I've always found myths and urban legends to be both intriguing and annoying. I think they illustrate how for most people the love of a good story overrides the desire to know what actually happens. I'm sure all my myth-telling friends at school found my corrections equally annoying.
So, let's take this oft-repeated chestnut: Eskimos have x words for snow.
Where x is usually a number between a few dozen and a few hundred. The number listed as x in print media has been observed to steadily increase: it was 4 in 1911, 7 in 1940 according to Sapir and Whorf, 50 by 1978, and 100 by 1984, as listed in the The New York Times.
The concept is cited as an example of how the more central something is to a culture, the more words they will have to describe it. Likewise, arrays and patterns of words we use are claimed to influence the speaker's thought patterns, and conceptualization of the word targets. This is known as the Sapir-Whorf Hypothesis, named after the linguists Benjamin Sapir and
The Sapir-Whorf Hypothesis, while having much intuitive appeal, has struggled to find empirical support. However, that is a discussion for another day and with someone who knows more about anthropological linguistics than me. Back to the Eskimo myth.
Deconstructing the myth:
1) There is no single Eskimo language. Wiki lists at least 10. (Also, Eskimo is a very imprecise term.)
2) Eskimo languages do have several words for frozen water. But we forget how many English words we have for frozen water: snow, snowflake, snowdrift, blizzard, sleet, hail, rime, frost, ice, iceberg, glacier, flurry, ice water, slush, permafrost, floe, pack ice, ice shelf, and so on.

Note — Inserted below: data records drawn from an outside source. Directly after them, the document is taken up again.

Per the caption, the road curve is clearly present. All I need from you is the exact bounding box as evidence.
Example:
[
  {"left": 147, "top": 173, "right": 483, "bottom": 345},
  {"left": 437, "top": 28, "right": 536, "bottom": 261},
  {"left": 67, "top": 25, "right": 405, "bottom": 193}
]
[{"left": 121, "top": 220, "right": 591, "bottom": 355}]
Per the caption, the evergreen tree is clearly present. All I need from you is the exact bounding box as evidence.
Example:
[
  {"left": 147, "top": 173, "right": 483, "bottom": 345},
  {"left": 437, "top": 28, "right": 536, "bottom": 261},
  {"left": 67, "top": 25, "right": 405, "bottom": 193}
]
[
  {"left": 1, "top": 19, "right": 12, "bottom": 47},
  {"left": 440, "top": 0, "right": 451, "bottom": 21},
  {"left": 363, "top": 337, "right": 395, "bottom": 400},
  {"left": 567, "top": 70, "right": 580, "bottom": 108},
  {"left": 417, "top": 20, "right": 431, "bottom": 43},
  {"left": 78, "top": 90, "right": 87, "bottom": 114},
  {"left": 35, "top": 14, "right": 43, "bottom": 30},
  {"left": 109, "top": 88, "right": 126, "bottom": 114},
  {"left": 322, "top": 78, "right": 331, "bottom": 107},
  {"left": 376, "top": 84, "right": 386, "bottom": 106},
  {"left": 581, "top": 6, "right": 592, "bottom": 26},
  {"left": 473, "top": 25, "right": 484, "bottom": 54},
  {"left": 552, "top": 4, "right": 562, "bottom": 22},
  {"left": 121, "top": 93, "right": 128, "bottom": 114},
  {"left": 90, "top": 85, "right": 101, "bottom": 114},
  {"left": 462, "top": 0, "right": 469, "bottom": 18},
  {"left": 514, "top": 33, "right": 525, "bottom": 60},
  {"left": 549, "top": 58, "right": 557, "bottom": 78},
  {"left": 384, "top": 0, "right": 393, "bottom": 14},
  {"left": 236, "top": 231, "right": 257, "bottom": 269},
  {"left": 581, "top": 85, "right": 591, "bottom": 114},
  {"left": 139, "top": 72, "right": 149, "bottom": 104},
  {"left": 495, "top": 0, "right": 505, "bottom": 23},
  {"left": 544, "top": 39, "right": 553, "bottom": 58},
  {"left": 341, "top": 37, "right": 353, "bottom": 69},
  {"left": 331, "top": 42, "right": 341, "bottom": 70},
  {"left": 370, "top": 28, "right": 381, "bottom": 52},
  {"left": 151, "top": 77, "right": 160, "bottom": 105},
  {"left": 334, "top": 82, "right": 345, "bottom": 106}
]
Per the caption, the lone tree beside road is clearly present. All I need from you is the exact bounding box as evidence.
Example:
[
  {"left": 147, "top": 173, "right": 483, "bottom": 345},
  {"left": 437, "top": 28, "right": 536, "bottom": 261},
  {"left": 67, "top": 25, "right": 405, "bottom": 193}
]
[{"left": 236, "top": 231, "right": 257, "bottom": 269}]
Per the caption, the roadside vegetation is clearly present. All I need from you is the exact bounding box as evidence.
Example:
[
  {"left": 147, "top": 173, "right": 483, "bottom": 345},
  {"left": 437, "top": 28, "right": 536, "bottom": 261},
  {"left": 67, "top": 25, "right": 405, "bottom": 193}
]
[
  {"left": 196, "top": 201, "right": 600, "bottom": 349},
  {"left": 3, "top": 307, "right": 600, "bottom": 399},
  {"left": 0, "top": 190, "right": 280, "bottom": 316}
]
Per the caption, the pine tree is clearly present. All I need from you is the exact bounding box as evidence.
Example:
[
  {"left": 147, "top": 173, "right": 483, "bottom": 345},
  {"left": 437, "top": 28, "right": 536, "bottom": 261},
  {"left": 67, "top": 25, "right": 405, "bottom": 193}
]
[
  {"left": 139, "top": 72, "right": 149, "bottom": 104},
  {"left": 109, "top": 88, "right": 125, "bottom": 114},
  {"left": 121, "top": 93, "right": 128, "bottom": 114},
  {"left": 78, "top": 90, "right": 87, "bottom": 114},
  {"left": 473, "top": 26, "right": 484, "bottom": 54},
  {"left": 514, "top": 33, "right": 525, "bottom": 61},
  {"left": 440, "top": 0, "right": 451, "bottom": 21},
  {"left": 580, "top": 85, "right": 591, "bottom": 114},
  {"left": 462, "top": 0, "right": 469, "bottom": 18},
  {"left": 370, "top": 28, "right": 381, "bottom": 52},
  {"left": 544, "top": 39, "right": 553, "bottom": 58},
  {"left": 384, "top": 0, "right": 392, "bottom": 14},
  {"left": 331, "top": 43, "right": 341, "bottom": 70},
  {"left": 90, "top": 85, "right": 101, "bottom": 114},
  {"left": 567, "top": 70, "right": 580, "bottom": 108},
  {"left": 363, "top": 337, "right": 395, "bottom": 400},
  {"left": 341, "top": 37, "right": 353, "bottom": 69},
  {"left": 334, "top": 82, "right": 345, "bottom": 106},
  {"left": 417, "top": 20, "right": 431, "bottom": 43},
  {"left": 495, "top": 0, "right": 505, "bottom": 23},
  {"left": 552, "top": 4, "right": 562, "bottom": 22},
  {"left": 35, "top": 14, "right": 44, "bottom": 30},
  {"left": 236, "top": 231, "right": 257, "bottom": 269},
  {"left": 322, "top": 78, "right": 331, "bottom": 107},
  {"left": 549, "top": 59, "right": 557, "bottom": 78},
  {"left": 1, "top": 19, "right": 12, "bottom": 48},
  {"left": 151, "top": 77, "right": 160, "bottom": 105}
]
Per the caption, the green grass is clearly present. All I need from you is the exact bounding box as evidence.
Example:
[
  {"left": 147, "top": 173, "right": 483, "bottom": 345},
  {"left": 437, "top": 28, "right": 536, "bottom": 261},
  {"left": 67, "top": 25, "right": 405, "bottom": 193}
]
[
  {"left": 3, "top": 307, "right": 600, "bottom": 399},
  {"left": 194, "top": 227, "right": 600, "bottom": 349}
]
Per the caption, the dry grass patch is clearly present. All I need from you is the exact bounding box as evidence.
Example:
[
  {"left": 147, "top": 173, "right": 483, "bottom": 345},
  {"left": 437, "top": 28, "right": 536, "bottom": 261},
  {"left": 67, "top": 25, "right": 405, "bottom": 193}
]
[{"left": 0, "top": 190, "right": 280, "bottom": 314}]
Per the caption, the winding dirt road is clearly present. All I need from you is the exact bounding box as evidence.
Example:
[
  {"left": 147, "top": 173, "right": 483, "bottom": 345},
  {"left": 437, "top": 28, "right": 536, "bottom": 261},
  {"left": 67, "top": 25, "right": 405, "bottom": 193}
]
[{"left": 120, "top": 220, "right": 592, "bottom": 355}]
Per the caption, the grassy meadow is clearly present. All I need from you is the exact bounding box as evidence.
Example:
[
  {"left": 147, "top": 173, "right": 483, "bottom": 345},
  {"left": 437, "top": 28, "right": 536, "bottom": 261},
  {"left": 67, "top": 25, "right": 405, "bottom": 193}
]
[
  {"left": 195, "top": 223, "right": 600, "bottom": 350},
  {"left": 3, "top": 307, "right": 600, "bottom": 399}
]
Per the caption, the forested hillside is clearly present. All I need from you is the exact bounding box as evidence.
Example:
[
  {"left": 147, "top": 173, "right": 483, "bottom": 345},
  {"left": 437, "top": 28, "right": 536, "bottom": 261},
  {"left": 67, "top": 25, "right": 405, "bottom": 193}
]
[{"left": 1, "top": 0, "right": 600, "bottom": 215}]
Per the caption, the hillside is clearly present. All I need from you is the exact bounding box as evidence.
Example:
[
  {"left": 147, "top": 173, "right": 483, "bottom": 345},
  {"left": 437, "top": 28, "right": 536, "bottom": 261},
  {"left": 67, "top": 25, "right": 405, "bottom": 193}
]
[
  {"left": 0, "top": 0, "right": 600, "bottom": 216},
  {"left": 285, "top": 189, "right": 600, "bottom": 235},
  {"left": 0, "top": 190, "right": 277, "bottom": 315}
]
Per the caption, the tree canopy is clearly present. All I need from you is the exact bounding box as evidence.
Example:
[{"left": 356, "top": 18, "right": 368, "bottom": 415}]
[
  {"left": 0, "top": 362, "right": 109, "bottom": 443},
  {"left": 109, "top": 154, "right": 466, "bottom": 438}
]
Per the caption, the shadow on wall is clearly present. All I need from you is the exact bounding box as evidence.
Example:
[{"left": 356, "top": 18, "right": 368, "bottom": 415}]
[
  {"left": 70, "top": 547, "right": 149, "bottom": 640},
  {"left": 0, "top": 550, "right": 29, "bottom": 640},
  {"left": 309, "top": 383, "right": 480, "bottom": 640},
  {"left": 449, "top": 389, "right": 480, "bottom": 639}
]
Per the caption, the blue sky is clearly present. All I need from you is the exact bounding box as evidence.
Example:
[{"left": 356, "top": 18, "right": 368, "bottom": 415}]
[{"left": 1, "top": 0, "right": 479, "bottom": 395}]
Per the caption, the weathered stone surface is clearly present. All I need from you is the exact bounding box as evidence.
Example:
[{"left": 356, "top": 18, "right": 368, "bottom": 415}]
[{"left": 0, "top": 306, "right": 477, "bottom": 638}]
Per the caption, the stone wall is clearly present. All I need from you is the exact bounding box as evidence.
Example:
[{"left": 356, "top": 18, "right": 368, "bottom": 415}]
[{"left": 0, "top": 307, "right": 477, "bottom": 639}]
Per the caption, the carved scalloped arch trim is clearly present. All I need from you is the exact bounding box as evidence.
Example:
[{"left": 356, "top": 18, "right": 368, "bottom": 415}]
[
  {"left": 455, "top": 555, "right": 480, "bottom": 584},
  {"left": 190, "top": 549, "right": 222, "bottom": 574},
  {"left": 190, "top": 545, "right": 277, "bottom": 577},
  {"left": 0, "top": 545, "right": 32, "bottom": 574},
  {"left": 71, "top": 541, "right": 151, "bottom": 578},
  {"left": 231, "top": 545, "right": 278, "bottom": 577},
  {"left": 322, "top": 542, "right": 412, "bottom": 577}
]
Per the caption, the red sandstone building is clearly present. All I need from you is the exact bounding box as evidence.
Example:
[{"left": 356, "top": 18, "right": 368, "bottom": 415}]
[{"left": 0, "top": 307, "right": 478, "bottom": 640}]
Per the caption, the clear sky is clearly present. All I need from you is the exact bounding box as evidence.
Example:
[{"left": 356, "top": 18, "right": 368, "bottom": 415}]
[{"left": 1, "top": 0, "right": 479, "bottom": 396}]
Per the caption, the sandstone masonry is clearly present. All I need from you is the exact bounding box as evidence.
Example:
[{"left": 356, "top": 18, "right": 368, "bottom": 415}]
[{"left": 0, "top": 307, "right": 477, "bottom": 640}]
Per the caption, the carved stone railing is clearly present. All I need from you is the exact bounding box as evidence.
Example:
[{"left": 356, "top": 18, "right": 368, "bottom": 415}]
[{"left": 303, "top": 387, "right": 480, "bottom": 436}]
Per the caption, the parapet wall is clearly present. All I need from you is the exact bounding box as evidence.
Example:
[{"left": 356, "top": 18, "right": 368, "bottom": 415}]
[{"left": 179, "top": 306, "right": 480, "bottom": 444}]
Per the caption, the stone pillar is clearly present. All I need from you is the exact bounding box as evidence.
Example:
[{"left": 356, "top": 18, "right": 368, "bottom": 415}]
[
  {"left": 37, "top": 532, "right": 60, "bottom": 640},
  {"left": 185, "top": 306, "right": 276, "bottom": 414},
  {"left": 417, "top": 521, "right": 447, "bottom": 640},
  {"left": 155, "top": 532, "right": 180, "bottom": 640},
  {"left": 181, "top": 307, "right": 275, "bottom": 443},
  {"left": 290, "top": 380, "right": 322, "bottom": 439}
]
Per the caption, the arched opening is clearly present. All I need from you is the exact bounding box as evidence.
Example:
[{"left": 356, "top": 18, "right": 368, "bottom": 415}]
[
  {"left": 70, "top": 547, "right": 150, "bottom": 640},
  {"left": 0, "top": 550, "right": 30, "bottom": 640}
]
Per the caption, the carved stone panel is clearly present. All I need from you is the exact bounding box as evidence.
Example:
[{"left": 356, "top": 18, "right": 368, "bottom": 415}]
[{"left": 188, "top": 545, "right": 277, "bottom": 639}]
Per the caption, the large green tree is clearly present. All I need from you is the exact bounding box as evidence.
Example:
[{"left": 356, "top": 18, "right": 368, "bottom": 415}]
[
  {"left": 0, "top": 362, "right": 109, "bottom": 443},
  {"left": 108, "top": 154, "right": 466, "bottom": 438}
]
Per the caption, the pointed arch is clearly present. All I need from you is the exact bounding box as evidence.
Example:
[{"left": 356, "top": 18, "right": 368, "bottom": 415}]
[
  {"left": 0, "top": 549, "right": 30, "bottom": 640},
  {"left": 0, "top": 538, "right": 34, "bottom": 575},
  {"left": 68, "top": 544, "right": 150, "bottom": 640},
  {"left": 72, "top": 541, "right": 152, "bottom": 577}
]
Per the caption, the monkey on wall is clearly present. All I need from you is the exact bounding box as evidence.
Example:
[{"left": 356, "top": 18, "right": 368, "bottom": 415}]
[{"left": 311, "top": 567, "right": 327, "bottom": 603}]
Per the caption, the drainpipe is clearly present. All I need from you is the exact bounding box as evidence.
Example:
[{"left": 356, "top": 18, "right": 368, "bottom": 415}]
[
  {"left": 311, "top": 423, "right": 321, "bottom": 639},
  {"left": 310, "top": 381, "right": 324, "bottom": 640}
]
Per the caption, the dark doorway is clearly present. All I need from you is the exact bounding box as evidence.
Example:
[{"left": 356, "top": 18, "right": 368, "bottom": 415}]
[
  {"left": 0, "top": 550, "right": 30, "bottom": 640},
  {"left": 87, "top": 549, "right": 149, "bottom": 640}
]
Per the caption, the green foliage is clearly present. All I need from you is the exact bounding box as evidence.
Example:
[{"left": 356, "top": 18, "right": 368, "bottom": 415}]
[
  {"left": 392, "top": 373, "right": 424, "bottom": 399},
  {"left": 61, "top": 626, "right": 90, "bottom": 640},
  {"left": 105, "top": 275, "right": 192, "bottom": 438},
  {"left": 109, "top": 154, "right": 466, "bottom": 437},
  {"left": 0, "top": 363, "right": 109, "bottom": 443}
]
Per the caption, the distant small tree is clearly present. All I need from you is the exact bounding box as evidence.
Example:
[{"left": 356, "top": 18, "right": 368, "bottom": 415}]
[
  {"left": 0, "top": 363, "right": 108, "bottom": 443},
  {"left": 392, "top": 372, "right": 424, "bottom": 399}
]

3) Eskimo languages are polysynthetic. They do not have set, concrete words as in English. Instead, they string morphemes into new words, much like English speakers string together words to make sentences. As an example, the word Aliikusersuillammassuaanerartassagaluarpaalli is Western Greenlandic (classed as 'Eskimos' for our purposes) and means "However, they will say that he is a great entertainer, but ..." (Fortescue, 1983, p. 97) When a language creates new words on the spot, just as we create sentences on the spot, it is rather meaningless to say they have more words for something. Eskimos can create a near-infinite number of words related to snow in precisely the same way English-speakers can create a near-infinite number of sentences about snow. However, if we compare Eskimo's root morphemes for frozen water with English root words for frozen water, we arrive at a similar number of about 30 for each.
In summary: Eskimo languages have a near-infinite number of words for everything. However, the number of root words for snow are similar to the number English speakers use. There is little evidence that linguistic differences have caused Eskimos and English speakers to form qualitatively different conceptualizations of what snow is.